Blog stats tell us who comes to our blogs and what they do while they are there. Or, at least, that’s the idea. When I first started this blog, like a lot of people, I thought the built in stats app would suit my stat needs, but I quickly realized otherwise. The stats plugin built into Jetpack is neither accurate nor detailed enough. Thus, I set out to find something better. This is how that turned out.
Blog Stats with Google Analytics
Google Analytics was the first and most obvious choice. It’s easy to set up and quite thorough. Google Analytics is especially great if you are using AdSense or AdWords (I don’t), because it integrates with both effortlessly.
There are several plugins that can insert the analytics code into your blog automatically, but I didn’t have luck with them. I ended up just sticking it into my theme header myself, which worked fine. The one plugin I found that I did like is Analytics360 from MailChimp. It doesn’t put the code in your pages, but what it can do is pull your analytics data into your WordPress dashboard. It also has a cool graph that shows how your recent blog activity and how it relates to your visitor stats. You have to sign up with MailChimp to use it, but the free account is all your need.
Thing were going fine with Google Analytics until I started using CloudFlare, and then I started to question the Analytics data.
CloudFlare is not a stats tool, not really. It’s a proxy service that routes your blog traffic through their own DNS servers. This lets them do a couple of things. First, they can cache your static content, such as images and scripts, and serve it from a cookie-free domain that allows them to load faster. Second, they can monitor the traffic and detect if there is an attack on the site. If they detect an attack, they can then block that traffic.

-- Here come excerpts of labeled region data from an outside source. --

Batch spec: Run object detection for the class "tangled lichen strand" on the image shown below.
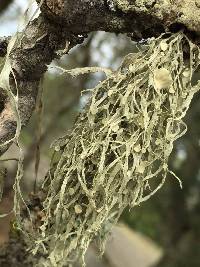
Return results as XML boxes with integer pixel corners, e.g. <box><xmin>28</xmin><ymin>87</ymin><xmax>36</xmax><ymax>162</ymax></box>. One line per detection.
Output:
<box><xmin>28</xmin><ymin>33</ymin><xmax>200</xmax><ymax>266</ymax></box>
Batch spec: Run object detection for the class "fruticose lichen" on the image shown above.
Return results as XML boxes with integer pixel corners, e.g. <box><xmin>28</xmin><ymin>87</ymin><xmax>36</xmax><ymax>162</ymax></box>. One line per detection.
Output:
<box><xmin>17</xmin><ymin>32</ymin><xmax>200</xmax><ymax>266</ymax></box>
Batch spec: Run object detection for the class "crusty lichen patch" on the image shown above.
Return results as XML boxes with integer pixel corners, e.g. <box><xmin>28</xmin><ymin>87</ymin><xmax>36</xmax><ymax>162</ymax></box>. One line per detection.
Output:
<box><xmin>19</xmin><ymin>33</ymin><xmax>200</xmax><ymax>267</ymax></box>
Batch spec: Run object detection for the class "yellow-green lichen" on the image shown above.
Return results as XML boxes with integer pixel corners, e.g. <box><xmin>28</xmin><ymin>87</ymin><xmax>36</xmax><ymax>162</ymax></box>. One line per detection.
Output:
<box><xmin>21</xmin><ymin>33</ymin><xmax>200</xmax><ymax>267</ymax></box>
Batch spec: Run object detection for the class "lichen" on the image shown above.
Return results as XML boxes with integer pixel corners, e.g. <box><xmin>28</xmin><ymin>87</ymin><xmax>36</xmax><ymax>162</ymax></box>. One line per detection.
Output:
<box><xmin>16</xmin><ymin>33</ymin><xmax>200</xmax><ymax>267</ymax></box>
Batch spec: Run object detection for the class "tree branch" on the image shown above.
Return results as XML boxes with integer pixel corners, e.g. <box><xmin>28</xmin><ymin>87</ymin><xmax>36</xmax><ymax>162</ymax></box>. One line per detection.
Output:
<box><xmin>0</xmin><ymin>0</ymin><xmax>200</xmax><ymax>155</ymax></box>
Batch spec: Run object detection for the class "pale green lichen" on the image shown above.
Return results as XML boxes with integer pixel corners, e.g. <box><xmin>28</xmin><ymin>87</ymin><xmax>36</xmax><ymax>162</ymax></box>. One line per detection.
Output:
<box><xmin>18</xmin><ymin>33</ymin><xmax>200</xmax><ymax>267</ymax></box>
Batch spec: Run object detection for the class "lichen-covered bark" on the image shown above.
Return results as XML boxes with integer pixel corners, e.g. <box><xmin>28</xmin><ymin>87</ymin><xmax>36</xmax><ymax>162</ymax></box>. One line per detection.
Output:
<box><xmin>0</xmin><ymin>0</ymin><xmax>200</xmax><ymax>155</ymax></box>
<box><xmin>0</xmin><ymin>0</ymin><xmax>200</xmax><ymax>266</ymax></box>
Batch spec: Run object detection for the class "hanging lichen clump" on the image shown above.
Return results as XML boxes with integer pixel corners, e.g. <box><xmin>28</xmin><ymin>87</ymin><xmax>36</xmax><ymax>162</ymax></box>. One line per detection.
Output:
<box><xmin>22</xmin><ymin>33</ymin><xmax>200</xmax><ymax>266</ymax></box>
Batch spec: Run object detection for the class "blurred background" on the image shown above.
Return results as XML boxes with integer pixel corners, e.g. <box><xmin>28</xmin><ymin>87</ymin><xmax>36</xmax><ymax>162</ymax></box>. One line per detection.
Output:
<box><xmin>0</xmin><ymin>0</ymin><xmax>200</xmax><ymax>267</ymax></box>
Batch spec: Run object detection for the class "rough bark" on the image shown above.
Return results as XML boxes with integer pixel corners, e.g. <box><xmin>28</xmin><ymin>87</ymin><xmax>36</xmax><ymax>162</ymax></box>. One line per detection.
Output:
<box><xmin>0</xmin><ymin>0</ymin><xmax>200</xmax><ymax>266</ymax></box>
<box><xmin>0</xmin><ymin>0</ymin><xmax>200</xmax><ymax>155</ymax></box>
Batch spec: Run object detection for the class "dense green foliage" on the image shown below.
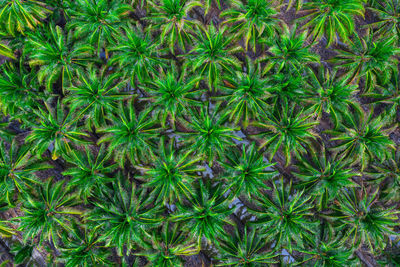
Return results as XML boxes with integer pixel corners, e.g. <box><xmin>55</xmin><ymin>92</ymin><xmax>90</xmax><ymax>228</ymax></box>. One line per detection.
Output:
<box><xmin>0</xmin><ymin>0</ymin><xmax>400</xmax><ymax>267</ymax></box>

The fact that all of your traffic goes through the CloudFlare DNS means that they are in a position to see everyone and every thing that hits your site. Their free service offers some limited statistics in their analytics dashboard, which includes page views, unique visitors, bots, and threats. What surprised me was that CloudFlare was showing significantly higher page views and unique visitors than Google, as in 25x higher. CloudFlare offered the following explanation as to why:
After doing some research, I decided to install another analytics program, Piwik.

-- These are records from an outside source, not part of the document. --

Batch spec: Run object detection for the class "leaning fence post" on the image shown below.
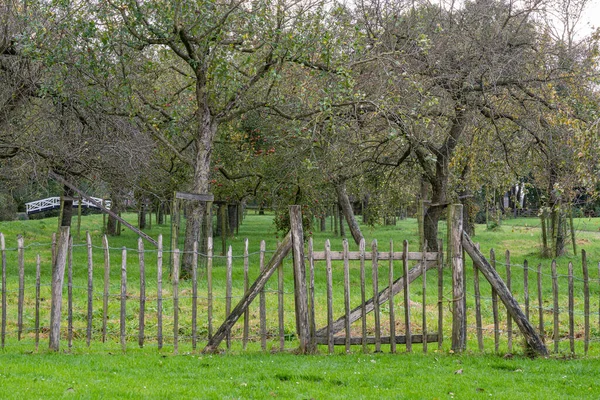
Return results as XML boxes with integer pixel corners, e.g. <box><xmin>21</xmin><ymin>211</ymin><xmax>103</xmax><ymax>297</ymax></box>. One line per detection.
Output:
<box><xmin>448</xmin><ymin>204</ymin><xmax>467</xmax><ymax>352</ymax></box>
<box><xmin>50</xmin><ymin>226</ymin><xmax>70</xmax><ymax>351</ymax></box>
<box><xmin>290</xmin><ymin>206</ymin><xmax>314</xmax><ymax>353</ymax></box>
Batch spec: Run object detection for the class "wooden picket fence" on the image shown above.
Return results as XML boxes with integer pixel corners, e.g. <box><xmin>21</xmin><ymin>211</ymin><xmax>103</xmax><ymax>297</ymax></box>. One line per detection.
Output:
<box><xmin>0</xmin><ymin>205</ymin><xmax>600</xmax><ymax>354</ymax></box>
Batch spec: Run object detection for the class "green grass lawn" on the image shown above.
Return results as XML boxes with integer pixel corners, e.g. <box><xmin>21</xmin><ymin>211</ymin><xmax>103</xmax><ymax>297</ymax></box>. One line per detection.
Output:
<box><xmin>0</xmin><ymin>213</ymin><xmax>600</xmax><ymax>399</ymax></box>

Blog Statistics with Piwik
I installed Piwik and compared it with CloudFlare and Google Analytics for a few days. What it told me was basically the same thing Google Analytics told me, no one is coming here (so if you’re reading this, thanks).

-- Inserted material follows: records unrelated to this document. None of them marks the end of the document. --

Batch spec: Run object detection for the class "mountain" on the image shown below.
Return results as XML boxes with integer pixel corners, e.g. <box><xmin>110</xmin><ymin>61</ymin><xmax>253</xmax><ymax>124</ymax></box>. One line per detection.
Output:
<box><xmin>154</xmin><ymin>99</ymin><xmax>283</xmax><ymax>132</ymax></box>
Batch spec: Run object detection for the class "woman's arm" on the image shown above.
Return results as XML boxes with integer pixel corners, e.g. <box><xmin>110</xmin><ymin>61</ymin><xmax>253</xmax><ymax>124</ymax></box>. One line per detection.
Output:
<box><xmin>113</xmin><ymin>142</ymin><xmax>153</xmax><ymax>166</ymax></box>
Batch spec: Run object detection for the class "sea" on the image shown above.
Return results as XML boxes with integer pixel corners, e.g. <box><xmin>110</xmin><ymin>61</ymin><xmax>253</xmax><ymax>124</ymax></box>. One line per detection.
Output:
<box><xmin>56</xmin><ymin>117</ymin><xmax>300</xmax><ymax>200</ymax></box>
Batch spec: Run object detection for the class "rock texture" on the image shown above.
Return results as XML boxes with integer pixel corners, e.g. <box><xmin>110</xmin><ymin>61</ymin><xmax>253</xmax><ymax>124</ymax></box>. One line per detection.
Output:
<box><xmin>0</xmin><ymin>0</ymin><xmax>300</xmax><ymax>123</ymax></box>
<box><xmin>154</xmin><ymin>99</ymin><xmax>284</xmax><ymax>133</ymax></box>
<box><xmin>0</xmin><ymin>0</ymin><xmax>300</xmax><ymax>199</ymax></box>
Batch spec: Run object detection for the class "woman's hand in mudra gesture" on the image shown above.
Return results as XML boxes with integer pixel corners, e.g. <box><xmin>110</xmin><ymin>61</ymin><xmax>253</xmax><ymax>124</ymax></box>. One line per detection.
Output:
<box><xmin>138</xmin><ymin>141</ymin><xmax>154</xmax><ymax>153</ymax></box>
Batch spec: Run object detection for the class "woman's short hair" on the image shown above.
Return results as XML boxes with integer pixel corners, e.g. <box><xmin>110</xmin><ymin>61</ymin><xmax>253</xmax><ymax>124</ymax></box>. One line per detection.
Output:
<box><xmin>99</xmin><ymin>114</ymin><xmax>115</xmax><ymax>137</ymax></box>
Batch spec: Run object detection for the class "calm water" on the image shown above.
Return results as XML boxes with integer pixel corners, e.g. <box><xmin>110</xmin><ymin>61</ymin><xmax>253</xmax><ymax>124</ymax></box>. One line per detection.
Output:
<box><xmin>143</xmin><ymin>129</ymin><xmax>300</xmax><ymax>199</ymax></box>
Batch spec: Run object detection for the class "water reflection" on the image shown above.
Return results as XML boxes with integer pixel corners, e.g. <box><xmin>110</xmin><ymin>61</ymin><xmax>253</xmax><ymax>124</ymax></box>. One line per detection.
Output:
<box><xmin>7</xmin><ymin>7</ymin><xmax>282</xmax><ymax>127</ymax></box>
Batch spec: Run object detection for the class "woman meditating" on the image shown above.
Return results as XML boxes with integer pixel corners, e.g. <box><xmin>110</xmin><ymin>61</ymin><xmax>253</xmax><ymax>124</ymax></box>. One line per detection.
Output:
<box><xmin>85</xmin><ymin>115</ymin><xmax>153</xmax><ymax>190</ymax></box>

So, what’s the deal? Where are all these extra visitors that CloudFlare sees coming from? To find the answer, I went into the raw visitor logs.
Ah ha! Oh, no…
The Apache visitor logs told the tale. Once I looked at them (something I should have done sooner), it was really clear where the discrepancy was. So, who was right? CloudFlare? Google? Piwik? The answer is: All of the above.
CloudFlare was correct that there were dozens, at times even hundreds, of “visitors” to my blog with unique ip addresses. What it was missing, however, was that most of them, 99% of them, were spammers, hackers, and bots.
Spammers, Hackers, and Bots! Oh my!
CloudFlare recognizes bots and doesn’t include them in their visitor data, but only certain bots, the nice bots, bots like GoogleBot and Bing. Most of the mysterious site traffic came from other bots. Some bots were bad bots and some were just bots that CloudFlare doesn’t sort out, like The Way Back Machine. Since these crawlers come in with various IP addresses, they were registering as unique users.
Along with the bots, the Apache logs revealed numerous hacking attempts. There were several brute force attempts to break my WordPress password, all unsuccessful. There were also a lot of 404 errors from hackers looking for known vulnerabilities. In theory, CloudFlare should be blocking these, since that is sort of its purpose, but instead of blocking them, it was registering them as unique visitors.
There were also comment spammers and pingback spammers in the mix.
Seeing all those hackers and spammers was a bit disconcerting, but I have taken some measures to protect the site in response. That, however, is a topic for another post.
Google Analytics and Piwik were both accurate in telling me how often actual humans were visiting my site. CloudFlare was accurate in telling me how many hits my site got from various sources, many nefarious.
I like Piwik. I like that I control it. I like that it honors Do Not Track. I like the way to lays out the information. It takes a little more effort to set it up, since you need to install it on your server, but it is worth the effort. I plan to continue using it.
Google Analytics is fine, but I am planning on removing it from my site. There’s just no point in having both Piwik and Google Analytics. If I used AdWords or AdSense I might feel different, but I don’t.
CloudFlare Analytics is not necessarily useless, but it doesn’t really give you useful blog stats. It’s fine for seeing how much traffic you are getting from all sources, but it doesn’t help you figure out how many human people are reading your posts.
So, when it comes to BLOG STATS my recommendation is Piwik. And, I’ll have more to say about blog security at a later time.